🤖 AI Summary
This study investigates whether large language models possess genuine introspective capabilities or merely rely on superficial semantic cues in their inputs. To address this, the authors propose distinguishing authentic introspection from behavior driven by anomaly detection and introduce a desemanticized relabeling control task to eliminate confounding semantic signals. Through a series of rigorous experiments—including internal state interventions, hidden-state label prediction, input-constrained classifier comparisons, and tightly controlled evaluations—they find that models fail to reliably differentiate between internal state changes and input perturbations, performing near chance level on the control task. These findings suggest that current evidence does not substantiate claims of metacognitive monitoring in large language models and establish a more stringent experimental framework for assessing introspection.
📝 Abstract
Can large language models detect and report their own internal states? A number of studies have argued that the answer to this question is yes. We argue, based on lessons from human metacognition research, that this conclusion may be premature: to be convinced of this conclusion we need to distinguish genuine introspection from pattern matching based on surface-level cues. Furthermore, we argue that behavioral evidence alone is inherently insufficient to establish strong introspective claims.

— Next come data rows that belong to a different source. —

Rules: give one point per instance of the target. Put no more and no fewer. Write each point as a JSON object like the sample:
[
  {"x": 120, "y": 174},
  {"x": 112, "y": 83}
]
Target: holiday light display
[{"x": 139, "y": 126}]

We re-examine two recently introduced evaluation paradigms in light of this consideration. In the first paradigm, models are expected to detect whether their internal states have been tampered with. We find that models cannot reliably distinguish such interventions on their internal states from manipulations of the input, suggesting that their success in the original studies reflects their ability to detect anomalies more generally, as opposed to interventions on their internal states in particular. In the second paradigm we examine, models are tasked with predicting labels derived from their own hidden states. Here, we find that classifiers that only have access to the input achieve equivalent performance to the model's own in-context predictions, indicating that the original results do not conclusively demonstrate that the model has privileged access to its internal representations. We further introduce a relabeled control setting, where models cannot rely on the semantics of the task to solve it, and instead must rely on the internal representation; models perform closer to chance on this better-controlled version of the task. Taken together, these results indicate that current evidence is insufficient to establish that LLMs display metacognitive monitoring.